Album Review: Amy Shark – Love Monster

amy shark I said hi

Amy Shark sounds like you would expect her to on long awaited debut
After years of trying to force a break in the music industry, Amy Shark finally found success in 2016. The single ‘Adore’ became one of the biggest tracks of the year in her home country Australia and her debut EP Night Thinker continued the hype around the indie pop singer-songwriter. She embarked on an international tour, did some television appearances in the US and returned to the studio to put finishing touches on her long awaited debut LP Love Monster, which finally sees the light of day now!

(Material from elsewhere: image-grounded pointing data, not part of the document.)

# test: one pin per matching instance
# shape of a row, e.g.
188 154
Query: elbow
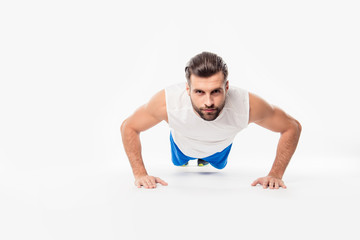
122 127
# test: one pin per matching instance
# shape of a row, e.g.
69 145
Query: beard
208 116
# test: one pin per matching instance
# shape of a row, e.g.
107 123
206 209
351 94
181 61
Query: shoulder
259 108
157 105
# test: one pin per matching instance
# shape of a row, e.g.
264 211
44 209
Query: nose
209 102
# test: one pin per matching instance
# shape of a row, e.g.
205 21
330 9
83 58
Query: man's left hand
269 181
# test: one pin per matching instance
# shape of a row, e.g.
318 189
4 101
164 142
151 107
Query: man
204 116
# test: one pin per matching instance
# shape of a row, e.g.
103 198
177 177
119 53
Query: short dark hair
205 64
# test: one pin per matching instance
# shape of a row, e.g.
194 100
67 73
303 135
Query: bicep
149 114
268 116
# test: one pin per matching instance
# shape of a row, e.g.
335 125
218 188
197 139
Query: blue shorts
217 160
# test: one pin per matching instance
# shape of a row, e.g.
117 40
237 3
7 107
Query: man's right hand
149 181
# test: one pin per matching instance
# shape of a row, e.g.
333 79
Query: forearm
285 150
132 146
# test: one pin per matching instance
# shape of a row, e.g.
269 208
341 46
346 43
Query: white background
72 71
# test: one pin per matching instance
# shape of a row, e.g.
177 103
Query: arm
142 119
275 119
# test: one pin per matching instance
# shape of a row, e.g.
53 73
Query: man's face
207 95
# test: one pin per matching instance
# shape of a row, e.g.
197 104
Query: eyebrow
211 90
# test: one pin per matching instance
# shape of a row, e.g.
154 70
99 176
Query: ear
188 88
227 85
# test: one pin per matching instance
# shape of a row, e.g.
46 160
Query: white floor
101 202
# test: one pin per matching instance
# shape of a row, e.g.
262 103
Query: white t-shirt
197 137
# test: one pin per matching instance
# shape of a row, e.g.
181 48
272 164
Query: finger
256 182
162 182
265 183
271 184
282 184
153 182
148 183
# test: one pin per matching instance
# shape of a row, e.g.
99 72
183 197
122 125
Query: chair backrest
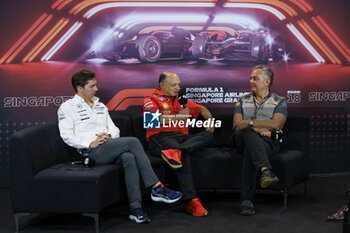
296 133
37 148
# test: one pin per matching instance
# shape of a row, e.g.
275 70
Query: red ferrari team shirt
167 106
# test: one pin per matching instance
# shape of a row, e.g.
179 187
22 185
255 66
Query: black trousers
256 151
187 144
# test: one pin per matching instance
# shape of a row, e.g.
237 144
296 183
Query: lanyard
258 107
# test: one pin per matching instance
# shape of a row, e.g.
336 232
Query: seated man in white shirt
85 124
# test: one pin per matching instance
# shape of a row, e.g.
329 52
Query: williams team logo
151 120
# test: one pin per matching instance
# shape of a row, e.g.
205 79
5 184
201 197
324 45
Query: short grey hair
266 72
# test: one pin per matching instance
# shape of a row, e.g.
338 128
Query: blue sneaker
139 216
164 194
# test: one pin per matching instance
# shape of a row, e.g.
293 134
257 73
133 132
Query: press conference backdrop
211 45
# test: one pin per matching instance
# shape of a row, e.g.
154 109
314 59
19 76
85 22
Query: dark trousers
187 144
256 151
128 152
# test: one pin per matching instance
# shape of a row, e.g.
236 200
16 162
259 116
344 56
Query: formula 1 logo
294 97
151 120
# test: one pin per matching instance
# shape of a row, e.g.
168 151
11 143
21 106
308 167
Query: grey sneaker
267 178
247 208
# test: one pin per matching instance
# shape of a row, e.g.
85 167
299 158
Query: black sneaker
164 194
247 208
139 216
267 178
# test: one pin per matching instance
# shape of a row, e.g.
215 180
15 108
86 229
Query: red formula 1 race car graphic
179 43
150 47
243 45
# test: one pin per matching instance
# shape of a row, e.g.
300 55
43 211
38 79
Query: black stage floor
304 214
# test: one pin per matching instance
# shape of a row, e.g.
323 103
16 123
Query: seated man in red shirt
171 141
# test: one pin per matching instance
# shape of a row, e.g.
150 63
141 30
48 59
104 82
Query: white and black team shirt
79 123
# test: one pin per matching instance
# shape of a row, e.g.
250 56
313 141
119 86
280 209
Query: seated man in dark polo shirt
257 117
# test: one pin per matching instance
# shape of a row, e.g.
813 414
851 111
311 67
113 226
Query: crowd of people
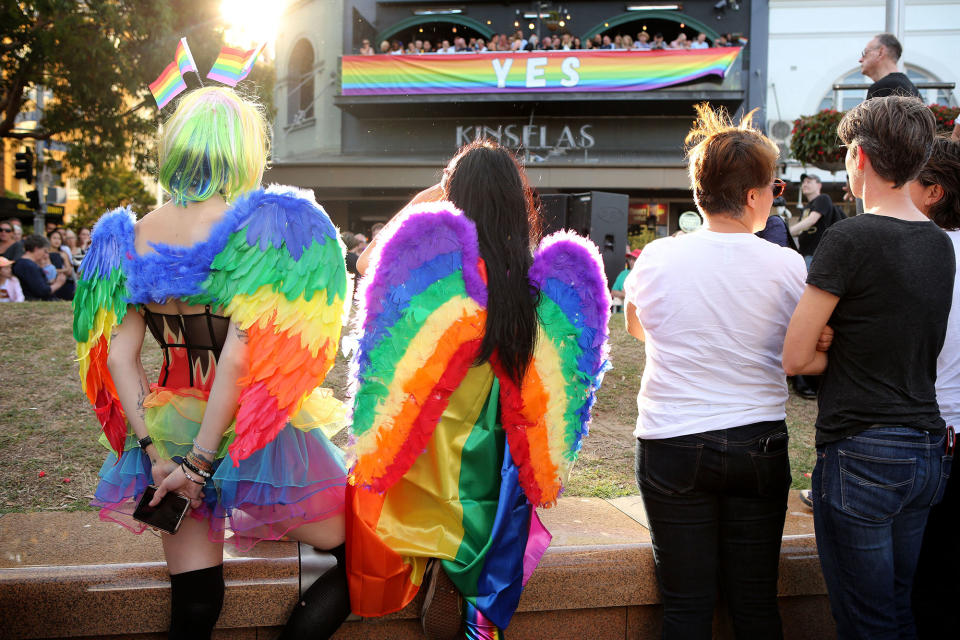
38 267
518 41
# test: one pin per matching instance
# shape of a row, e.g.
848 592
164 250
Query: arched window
300 83
852 97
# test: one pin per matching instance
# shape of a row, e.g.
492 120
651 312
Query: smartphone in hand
167 515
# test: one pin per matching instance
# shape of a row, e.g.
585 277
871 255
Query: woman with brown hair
712 466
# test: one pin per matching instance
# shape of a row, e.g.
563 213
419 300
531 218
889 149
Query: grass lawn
46 425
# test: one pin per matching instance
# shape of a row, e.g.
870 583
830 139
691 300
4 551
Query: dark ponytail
486 182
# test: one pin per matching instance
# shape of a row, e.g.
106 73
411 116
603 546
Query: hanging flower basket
814 140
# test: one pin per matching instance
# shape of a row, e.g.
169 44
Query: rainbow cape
168 85
274 264
431 428
233 65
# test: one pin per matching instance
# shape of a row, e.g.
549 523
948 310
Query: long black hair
487 183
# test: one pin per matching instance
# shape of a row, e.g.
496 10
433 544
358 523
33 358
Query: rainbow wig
215 142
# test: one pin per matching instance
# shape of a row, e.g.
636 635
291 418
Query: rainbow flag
536 72
185 58
168 85
233 65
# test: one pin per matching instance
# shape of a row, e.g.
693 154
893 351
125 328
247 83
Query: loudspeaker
553 208
602 217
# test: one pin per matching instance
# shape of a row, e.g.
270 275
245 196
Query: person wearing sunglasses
10 247
712 464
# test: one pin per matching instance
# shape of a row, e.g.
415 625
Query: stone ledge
70 575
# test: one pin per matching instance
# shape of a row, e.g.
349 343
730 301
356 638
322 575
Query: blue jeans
872 493
716 502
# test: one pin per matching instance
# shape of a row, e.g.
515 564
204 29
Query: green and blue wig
216 142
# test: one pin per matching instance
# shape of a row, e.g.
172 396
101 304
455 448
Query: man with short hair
28 270
878 61
816 216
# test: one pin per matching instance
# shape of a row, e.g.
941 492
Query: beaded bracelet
191 478
199 462
196 445
196 470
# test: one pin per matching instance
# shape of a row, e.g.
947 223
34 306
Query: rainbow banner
526 72
233 65
185 59
168 86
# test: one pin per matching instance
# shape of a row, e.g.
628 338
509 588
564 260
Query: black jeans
716 502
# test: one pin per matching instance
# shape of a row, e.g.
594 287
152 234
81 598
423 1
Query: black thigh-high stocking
324 606
196 598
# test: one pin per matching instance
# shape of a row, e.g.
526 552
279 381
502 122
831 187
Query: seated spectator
10 248
700 42
10 290
680 42
30 272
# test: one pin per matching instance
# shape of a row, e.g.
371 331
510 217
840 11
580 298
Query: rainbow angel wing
281 277
99 305
423 317
546 419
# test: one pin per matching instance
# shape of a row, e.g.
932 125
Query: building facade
366 151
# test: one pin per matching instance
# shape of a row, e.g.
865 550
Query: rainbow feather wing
281 277
546 419
99 305
423 317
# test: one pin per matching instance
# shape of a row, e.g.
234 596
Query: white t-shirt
715 309
948 364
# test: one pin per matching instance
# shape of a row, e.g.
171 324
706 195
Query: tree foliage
103 190
97 57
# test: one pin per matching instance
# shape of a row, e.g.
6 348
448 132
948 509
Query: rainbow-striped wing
423 317
282 278
99 305
546 418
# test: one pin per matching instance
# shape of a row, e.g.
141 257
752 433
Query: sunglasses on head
778 187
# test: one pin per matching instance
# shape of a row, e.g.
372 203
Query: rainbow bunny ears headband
232 66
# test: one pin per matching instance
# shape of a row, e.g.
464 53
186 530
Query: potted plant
814 140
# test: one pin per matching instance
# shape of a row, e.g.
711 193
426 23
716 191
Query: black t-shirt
892 84
810 238
895 282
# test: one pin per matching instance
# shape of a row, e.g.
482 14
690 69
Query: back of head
34 242
893 47
486 182
215 142
943 168
727 161
895 132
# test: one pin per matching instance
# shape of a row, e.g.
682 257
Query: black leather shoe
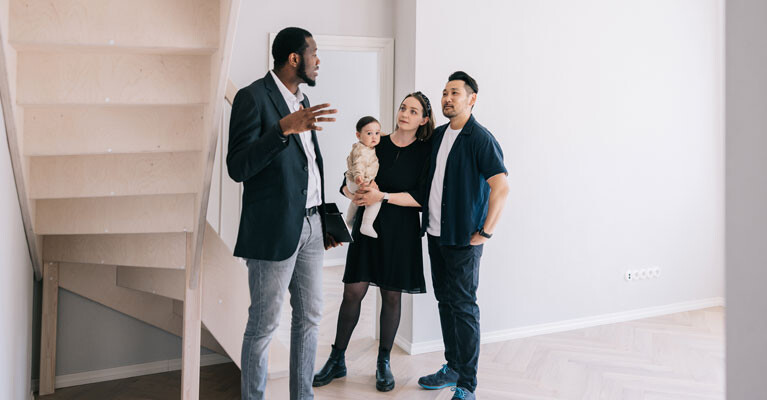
384 376
334 368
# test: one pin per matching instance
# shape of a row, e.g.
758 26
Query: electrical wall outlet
642 274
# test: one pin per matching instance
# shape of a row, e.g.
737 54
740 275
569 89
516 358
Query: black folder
335 225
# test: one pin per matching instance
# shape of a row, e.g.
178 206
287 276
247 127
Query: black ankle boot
384 376
334 368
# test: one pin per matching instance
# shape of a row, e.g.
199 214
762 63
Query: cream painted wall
15 287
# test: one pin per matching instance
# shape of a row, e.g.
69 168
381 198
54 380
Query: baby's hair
364 121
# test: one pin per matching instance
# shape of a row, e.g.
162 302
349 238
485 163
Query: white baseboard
566 325
128 371
333 262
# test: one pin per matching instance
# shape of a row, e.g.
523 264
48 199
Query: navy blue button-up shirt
474 158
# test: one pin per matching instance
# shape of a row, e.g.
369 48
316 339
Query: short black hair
288 41
364 121
471 84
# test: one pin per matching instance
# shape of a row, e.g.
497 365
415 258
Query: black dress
394 260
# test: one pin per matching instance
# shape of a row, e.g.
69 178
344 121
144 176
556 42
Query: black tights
350 314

Although ‘Adore’ of course could not be left off the record, she properly kicked off the campaign in April this year with the lead single ‘I Said Hi’, a catchy middle finger to all the men in the industry that did not give her a chance before she finally found success. The track is both sonically and lyrically representative of the full body of work; the content is blatantly honest, while the tracks are all made out of an acoustic base, layered up with echoing drums and smooth electronic soundscapes.

While Shark wrote most of the tracks on the record on her own and Dann Hume took care of the majority of the productions, she did collaborate with a few hit writers and producers too. Jack Antonoff of bands Bleachers and Fun. who also wrote with Taylor Swift and Lorde, produced and co-wrote ‘All Loved Up’. It is one of the most hit worthy tunes which pushes Amy to use the higher register of her vocals, while at the same time pushing her sound in even more polished pop territory. Long term Lorde collaborator Joel Little, who also produced for Shawn Mendes and Sam Smith, gave Amy’s sound some louder drums and deeper bass sounds on the track ‘Never Going Back’, which has one of the most instant choruses of the record. For Amy, the most exciting collab must have been ‘Psycho’ with Mark Hoppus of Blink-182. The result is a slowly building guitar-based duet with soaring vocals on Amy’s part, which complement Mark’s darker tones effortlessly. The best chorus on the album however, might well be the explosive ‘Mess Her Up’ with dynamic vocal delivery and a hook that won’t easily let go.

Lyrically, Amy Shark simply is one of a kind. She has a distinct style in which she paints a picture vividly with great detail, managing to make you feel exactly what she must have felt in the moment she describes. Promo single ‘Don’t Turn Around’, about holding on to a last bit hope after a break up, is the prime, heartbreaking example. Shark’s songwriting is generally nostalgic, looking back at adolescent romance. ‘The Slow Song’ (which would have been a beautiful addition to the 13 Reasons Why sountrack) brings back memories of a high school ball with your crush. “Is it me or did it just get hot in here? I thought you wouldn’t show and then you were there in front me looking incredibly lovely. Wait for a slow song…”, she sings over calm guitar riffs. Oh the feels!

With past romances, come the unsecurities experienced around a break up: “What part of me are you just not attracted to?”, she asks on the stunning album closer ‘You Think I Think I Sound Like God’. Her delivery on this track is unchallenged in all its fragility and longing. She dives into similar emotions on ‘Leave Us Alone’, which however seems to deal with a more recent break up, in which Amy lost her sense of self. “I don’t know who I am, I’m not fun anymore”, she sings over pulsing drums and a midtempo soaring chorus.

Amy Shark brought the hooks and the feels, just like we expected her to, on her impressive debut album Love Monster. It is not necessarily a sonically diverse record, but Amy painted a soundscape in which she truly flourishes and creates enough different tones and nuances to keep me hooked from start to finish.